[IEEE 2009 Fifth International Conference on Soft Computing, Computing with Words and Perceptions in...

Highly Scalable Text Mining – Parallel Tagging Application

Firat Tekiner

School of Computing Engineering and Physical Sciences, UCLAN, Preston, PR1 2HE, UK.

[email protected]

Yoshimasa Tsuruoka, Jun'ichi Tsujii, Sophia Ananiadou

National Centre for Text Mining, School of Computer Science, University of Manchester.

Abstract— Abstract: There is an urgent need to develop new text mining solutions using High Performance Computing (HPC) and grid environments to tackle exponential growth in text data. Problem sizes are increasing by the day by addition of new text docments. The task of labelling sequence data such as part-of-speech (POS) tagging, chunking (shallow parsing) and named entity recognition is one of the most important tasks in Text Mining. Genia is a POS tagger which is specifically tuned for biomedical text. Genia is built with maximum entropy modelling and state of the art tagging algorithm. A Parallel version of genia tagger application has been implemented and performance has been compared on a number of different architectures. The focus has been particularly on scalability of the application. Scaling of 512 processors has been achieved and a method to scale to 10000 processors is proposed for massively parallel Text Mining applications. The parallel implementation of genia tagger is done using MPI for achieving portable code. Keywords-component; HPC, Text Mining, Parsing, Parallel Computing.

I. INTRODUCTION The continuing rapid growth of data and knowledge expressed in the scientific literature has spurred huge interest in text mining (TM). The individual researcher cannot easily keep up with the literature in their domain, and knowledge silos further prevent integration and cross-disciplinary knowledge sharing [1]. The expansion to new domains and the increase in scale will massively increase the amount of data to be processed by TM applications (from Gigabytes to Terabytes). This work investigates approaches using high performance computing (HPC) to tackle the problem of data deluge for large-scale TM applications. Although TM applications are data independent, data handling of large text data is an issue when full text data is considered due to the problem sizes in consideration. Each of the steps in the TM pipeline adds further information to the initial raw text and data size increases as processing progresses throughout this process. Initially, text mining efforts focused on abstracts, because information density is greatest in the abstract compared to

other sections of the text [2]. Furthermore, access to abstracts is easier and considerably smaller amount of storage and computational resources are needed [3][4]. However, processing full text articles instead of abstracts will allow researchers to discover hidden relationships from text that were not known before. Recent studies showed that an abstract’s length is on average 3% of the entire article [5] and includes only 20% of the useful information that can be learned from the text [6][7]. TM applications are widely applied in the biology domain and these applications will benefit from processing more information that is available in full text documents [8][9]. Medline is a huge database of around 17 million references to articles.
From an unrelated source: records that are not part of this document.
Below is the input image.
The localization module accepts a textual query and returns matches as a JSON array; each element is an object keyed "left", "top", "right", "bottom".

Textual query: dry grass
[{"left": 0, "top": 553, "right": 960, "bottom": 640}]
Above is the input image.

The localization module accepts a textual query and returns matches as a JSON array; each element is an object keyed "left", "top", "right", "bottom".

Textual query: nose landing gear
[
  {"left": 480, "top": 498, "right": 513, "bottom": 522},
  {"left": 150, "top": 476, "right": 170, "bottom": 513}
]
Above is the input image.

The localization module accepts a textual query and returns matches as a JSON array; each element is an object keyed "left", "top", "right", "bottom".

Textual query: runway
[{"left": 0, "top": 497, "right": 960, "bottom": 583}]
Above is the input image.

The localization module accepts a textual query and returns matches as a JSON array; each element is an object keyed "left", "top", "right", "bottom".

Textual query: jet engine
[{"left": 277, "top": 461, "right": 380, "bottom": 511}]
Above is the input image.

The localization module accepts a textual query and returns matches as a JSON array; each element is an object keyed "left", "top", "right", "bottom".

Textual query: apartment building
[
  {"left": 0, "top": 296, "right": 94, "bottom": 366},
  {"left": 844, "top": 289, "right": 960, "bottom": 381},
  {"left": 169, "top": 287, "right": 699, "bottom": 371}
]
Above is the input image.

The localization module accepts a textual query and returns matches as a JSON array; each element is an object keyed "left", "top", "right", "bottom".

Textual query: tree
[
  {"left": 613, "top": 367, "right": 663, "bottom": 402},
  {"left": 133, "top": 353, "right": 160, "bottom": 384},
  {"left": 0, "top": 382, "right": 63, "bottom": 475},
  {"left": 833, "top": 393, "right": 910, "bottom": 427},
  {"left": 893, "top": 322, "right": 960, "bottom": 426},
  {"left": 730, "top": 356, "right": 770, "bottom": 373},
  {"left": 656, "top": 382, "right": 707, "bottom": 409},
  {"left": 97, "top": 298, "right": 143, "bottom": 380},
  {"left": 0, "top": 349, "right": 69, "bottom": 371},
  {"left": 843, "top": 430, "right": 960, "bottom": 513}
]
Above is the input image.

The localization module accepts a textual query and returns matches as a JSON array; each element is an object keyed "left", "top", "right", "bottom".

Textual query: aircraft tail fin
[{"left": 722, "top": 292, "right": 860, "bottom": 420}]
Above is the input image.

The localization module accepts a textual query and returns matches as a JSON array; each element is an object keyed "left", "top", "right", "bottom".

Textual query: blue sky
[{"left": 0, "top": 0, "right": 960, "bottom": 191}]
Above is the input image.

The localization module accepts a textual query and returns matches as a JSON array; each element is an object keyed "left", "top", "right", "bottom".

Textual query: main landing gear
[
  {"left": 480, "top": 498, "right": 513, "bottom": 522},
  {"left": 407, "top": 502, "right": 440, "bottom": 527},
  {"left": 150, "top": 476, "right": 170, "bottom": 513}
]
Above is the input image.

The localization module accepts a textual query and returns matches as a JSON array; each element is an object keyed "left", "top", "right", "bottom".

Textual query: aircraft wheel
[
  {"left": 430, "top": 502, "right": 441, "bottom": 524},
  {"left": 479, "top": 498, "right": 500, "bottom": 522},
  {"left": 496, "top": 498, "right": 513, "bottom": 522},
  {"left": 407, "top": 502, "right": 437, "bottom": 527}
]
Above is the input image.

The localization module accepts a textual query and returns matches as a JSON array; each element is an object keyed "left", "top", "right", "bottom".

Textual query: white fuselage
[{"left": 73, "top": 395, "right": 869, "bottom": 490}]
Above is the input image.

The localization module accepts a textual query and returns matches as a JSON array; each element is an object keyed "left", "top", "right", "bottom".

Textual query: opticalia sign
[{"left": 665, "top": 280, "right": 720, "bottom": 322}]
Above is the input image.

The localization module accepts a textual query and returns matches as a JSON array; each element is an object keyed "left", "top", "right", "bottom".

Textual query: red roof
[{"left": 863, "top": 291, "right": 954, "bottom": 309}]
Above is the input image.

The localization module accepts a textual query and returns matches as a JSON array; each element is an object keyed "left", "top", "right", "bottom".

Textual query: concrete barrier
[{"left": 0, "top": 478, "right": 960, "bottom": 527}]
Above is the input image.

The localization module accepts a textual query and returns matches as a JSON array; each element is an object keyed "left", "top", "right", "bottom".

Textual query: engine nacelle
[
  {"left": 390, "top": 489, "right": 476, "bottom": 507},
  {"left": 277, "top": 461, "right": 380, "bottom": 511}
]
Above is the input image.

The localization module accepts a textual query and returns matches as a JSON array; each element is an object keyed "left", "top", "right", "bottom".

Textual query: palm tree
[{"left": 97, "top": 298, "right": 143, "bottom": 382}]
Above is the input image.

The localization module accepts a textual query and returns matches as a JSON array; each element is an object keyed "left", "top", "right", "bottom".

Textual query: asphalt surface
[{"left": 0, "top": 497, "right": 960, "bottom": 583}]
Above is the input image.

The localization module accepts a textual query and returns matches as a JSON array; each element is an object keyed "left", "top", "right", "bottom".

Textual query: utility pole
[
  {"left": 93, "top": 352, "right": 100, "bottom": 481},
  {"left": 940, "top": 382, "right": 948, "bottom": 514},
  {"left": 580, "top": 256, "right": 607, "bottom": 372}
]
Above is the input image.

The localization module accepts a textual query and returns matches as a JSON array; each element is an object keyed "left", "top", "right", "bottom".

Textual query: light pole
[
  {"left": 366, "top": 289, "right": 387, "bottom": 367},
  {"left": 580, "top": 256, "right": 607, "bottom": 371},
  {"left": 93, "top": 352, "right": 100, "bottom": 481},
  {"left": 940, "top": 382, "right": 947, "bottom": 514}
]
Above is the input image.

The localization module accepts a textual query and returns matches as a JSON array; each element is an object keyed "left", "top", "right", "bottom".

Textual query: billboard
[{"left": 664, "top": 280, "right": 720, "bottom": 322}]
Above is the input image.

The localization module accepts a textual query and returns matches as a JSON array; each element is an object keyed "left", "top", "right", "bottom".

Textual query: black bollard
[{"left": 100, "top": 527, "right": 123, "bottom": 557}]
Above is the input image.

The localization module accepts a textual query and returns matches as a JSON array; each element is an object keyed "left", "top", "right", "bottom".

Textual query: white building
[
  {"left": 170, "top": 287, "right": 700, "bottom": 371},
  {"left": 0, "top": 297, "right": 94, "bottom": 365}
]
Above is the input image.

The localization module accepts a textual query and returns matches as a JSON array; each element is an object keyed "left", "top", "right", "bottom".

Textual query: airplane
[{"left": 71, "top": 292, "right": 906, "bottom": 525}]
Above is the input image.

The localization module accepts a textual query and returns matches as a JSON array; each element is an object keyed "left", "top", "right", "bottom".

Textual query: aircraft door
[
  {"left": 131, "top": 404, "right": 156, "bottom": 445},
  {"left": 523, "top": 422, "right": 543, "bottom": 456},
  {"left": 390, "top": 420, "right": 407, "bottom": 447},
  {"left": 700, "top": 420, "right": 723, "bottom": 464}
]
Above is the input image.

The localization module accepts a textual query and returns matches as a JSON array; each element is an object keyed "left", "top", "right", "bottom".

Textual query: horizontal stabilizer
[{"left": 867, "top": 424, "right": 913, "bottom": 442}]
The collection of Medline abstracts contain around 1.7 billion words and is around 7GB (compressed) in size before processing. The output generated after processing Medline abstracts using our TM tools is around 400GB. We expect the output of processing full Medline articles to be in the order 10s of Terabytes. This work is the first step towards creating a general TM framework to enable large scale text mining. The aim is to create a suite of text mining applications based on state-of-the-art TM approaches that exploit a number of HPC and Grid architectures in order to process and handle terabytes of text in reasonable time. The initial work focuses on the application of tagging using HPC and Grid environments. In this work, it will be shown that how tagging application has been scaled linearly to 96 processing cores which will be used as the basis for the framework. The application developed is portable as it is based on the de facto Message Passing Interface (MPI) and it has already run on three different HPC and Grid architectures without modifications. However, when scaling to a larger number of processors, data and work distribution will also be an issue and more sophisticated load distribution models will need to be investigated. Due to the unstructured nature of the data available, this will become a major issue. In this work, we are laying the foundations towards a parallel TM framework which should enable processing terabytes of text in reasonable

9781-4244-3428-2/09/$25.00 ©2009 IEEE

time. The paper presents and discusses the associated challenges, the progress to date and the future work needed to handle full papers.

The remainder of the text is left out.